Things To Know About The Great Smoky Mountains National Park (Gatlinburg):
- The Great Smoky Mountains National Park spans across parts of Tennessee and North Carolina, and there are a total of three entry points into the park. The park’s main headquarters, and a popular entry site into the park, is through Gatlinburg, Tennessee.
- My biggest takeaway from visiting the Great Smoky Mountains this summer is that I would like to revisit in the fall. The park is made up of dense forests and I can only imagine how beautiful it must look when the leaves are changing colors.
- Most visitors seem to head out for the park right before noon, so if you want to beat the crowds for good parking spots and a head start on hiking trails, then aim for leaving sometime in the morning.
- One of the most highly suggested areas to visit is Cades Cove. Cades Cove is known for its historical significance (as in old churches, graves, and log houses are scattered among the grounds), but after driving past beautiful mountain views and lush forests I was not impressed with just a slow drive around a field. If you do plan on traveling to Cades Cove I would suggest going with a full tank of gas as it is thirty miles from the park entrance, plus the one lane loop is eleven miles long at a snail’s pace(even though the signs specifically tell drivers not to idle).
- While I spent most of my time at Cades Cove and did not get a chance to visit Laurel Falls, the amount of cars parked outside the trail that leads to the falls confirms its popularity. The start of the hike to the falls is only about six miles from the park’s Gatlinburg entrance.
- A drive through the Great Smoky Mountains National Park can be such a peaceful drive(most likely in the morning before the crowds) as you are surrounded by thick forests, but I found it harder to hike and explore by foot.

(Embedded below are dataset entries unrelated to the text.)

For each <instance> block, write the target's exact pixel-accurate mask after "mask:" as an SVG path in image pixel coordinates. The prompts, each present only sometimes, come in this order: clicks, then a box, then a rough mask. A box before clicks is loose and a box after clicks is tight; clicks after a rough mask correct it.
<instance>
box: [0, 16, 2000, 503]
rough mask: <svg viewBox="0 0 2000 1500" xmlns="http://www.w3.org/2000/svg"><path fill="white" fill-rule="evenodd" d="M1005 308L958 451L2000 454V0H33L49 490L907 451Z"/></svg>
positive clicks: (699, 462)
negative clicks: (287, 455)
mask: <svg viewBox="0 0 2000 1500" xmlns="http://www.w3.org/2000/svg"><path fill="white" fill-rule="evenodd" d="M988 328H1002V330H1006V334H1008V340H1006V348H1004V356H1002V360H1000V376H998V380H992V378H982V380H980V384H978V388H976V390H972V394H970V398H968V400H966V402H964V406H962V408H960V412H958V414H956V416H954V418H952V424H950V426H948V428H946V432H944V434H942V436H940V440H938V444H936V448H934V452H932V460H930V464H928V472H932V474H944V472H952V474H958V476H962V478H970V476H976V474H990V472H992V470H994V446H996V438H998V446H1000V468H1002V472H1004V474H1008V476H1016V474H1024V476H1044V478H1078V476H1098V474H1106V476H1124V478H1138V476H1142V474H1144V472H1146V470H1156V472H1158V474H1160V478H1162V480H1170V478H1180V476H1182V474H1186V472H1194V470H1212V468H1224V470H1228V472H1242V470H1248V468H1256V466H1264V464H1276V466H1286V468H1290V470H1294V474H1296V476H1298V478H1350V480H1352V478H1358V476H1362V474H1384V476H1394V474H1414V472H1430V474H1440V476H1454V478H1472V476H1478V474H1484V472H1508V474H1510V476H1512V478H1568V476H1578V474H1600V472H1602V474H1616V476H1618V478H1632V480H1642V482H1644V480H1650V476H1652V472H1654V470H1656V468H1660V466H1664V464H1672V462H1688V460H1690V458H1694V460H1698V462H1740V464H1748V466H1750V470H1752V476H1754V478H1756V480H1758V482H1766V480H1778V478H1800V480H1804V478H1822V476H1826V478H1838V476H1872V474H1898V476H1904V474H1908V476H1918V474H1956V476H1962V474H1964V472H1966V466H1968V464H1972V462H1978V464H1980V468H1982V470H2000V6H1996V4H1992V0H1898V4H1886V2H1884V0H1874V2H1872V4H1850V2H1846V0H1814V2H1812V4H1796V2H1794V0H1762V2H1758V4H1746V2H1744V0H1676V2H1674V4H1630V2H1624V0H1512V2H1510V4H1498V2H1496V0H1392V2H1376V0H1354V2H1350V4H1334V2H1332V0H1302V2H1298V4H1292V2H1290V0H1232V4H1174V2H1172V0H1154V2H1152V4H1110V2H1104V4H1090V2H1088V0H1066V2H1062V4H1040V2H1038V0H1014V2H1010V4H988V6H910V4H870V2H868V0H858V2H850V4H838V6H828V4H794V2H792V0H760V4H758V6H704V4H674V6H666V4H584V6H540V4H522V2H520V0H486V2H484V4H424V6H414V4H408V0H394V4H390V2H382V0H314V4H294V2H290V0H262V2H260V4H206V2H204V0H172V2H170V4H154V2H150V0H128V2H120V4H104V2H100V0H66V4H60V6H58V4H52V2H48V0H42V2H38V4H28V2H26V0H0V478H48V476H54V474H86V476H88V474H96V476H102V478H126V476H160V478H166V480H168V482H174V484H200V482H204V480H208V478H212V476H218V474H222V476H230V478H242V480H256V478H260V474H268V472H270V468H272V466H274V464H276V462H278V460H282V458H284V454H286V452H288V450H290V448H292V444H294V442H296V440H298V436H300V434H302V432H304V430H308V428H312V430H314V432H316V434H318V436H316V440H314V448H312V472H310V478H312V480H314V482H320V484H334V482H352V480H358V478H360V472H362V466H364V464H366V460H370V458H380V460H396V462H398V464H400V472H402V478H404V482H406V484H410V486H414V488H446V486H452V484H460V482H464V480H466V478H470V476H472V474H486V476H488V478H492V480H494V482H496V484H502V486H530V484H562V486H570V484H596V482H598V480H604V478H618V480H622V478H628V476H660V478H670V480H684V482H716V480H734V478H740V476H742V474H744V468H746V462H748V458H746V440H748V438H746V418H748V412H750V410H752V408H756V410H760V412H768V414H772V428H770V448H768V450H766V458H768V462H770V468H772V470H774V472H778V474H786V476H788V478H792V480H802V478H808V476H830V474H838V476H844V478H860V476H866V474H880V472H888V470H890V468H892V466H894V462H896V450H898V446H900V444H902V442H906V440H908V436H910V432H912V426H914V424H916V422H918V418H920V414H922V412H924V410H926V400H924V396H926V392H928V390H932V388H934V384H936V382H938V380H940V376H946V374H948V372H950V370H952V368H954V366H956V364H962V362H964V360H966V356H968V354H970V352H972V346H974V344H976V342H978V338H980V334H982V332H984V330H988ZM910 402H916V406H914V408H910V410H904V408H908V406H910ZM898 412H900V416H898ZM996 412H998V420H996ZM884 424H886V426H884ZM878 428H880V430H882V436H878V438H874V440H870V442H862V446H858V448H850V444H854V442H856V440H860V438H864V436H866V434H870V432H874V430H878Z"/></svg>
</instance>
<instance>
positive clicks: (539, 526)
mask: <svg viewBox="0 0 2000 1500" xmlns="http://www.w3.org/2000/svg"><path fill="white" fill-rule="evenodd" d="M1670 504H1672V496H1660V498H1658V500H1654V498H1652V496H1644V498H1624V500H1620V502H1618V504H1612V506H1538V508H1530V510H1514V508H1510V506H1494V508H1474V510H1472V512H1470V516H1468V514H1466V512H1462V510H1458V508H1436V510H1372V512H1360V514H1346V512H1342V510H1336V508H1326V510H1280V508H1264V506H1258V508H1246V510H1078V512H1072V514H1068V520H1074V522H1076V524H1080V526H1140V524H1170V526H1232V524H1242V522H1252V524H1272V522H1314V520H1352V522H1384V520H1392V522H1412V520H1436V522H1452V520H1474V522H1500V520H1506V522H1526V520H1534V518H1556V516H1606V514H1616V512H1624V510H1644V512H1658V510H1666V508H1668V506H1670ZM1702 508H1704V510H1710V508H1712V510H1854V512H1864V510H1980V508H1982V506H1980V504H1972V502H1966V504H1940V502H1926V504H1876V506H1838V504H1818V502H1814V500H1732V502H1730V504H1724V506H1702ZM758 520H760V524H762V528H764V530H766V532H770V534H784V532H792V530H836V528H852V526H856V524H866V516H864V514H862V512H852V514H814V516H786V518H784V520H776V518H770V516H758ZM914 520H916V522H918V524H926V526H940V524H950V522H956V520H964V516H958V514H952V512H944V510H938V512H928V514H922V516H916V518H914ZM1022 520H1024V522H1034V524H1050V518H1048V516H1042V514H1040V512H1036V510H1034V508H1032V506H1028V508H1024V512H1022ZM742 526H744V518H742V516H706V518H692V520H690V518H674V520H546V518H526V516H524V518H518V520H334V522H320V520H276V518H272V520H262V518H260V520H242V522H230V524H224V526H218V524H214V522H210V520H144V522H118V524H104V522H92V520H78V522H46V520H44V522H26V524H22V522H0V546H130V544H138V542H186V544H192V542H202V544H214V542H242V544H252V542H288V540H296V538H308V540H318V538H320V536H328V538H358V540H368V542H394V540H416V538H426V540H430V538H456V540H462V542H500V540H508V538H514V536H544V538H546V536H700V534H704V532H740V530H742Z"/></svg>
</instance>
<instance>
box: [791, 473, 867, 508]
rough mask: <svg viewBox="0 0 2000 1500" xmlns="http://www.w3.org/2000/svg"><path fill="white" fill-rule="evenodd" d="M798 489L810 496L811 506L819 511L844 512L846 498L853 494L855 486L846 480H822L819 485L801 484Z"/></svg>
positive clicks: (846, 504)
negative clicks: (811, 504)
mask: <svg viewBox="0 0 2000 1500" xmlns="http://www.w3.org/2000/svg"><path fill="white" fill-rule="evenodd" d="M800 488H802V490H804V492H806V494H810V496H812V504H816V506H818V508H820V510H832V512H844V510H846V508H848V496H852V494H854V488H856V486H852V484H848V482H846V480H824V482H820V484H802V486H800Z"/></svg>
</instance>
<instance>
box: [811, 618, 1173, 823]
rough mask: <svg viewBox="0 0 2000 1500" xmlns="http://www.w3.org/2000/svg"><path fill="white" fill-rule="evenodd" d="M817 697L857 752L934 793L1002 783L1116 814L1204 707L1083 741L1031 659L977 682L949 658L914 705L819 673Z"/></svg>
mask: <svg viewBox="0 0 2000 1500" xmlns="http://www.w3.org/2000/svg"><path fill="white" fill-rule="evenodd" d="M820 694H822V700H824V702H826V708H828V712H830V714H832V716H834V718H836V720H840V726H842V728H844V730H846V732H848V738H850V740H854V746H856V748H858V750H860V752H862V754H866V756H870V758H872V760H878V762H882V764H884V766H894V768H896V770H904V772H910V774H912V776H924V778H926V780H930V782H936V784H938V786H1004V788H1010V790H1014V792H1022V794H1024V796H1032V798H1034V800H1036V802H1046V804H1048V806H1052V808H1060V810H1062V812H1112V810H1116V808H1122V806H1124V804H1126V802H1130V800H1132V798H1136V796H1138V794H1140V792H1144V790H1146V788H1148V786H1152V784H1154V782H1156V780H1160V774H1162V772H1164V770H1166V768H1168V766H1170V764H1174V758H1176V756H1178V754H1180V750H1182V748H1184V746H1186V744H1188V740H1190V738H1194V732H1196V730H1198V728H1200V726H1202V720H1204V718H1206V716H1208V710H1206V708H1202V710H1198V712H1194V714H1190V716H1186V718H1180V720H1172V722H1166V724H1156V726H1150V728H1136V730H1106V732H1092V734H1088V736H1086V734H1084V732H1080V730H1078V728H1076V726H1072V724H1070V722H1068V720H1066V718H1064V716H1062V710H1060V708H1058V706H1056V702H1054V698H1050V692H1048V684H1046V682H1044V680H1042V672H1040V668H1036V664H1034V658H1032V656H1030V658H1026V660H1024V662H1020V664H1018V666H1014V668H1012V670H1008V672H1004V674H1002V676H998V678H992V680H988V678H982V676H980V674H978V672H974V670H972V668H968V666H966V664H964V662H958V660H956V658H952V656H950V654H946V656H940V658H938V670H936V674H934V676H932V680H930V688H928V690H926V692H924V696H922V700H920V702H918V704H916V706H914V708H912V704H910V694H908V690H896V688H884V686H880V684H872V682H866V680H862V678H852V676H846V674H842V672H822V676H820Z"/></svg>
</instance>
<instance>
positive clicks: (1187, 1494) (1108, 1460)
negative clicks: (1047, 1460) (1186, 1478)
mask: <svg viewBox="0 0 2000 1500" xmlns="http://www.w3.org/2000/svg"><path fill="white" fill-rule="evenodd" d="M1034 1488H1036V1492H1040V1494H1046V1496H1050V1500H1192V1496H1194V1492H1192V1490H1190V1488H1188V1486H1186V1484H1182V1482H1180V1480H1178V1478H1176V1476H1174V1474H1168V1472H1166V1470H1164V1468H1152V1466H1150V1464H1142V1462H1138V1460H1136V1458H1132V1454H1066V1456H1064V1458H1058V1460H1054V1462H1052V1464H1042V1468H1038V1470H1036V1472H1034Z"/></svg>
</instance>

I would recommend mapping out certain points you can hike and walk through, before driving into the park if you would rather spend more time outside of your car.
- In 2016 Gatlinburg was impacted by a fire, and the effects can still be seen throughout the Great Smoky Mountains National Park. A few areas are still closed off due to damage, and many burnt trees are scattered among the forest, but the town and park has recovered well.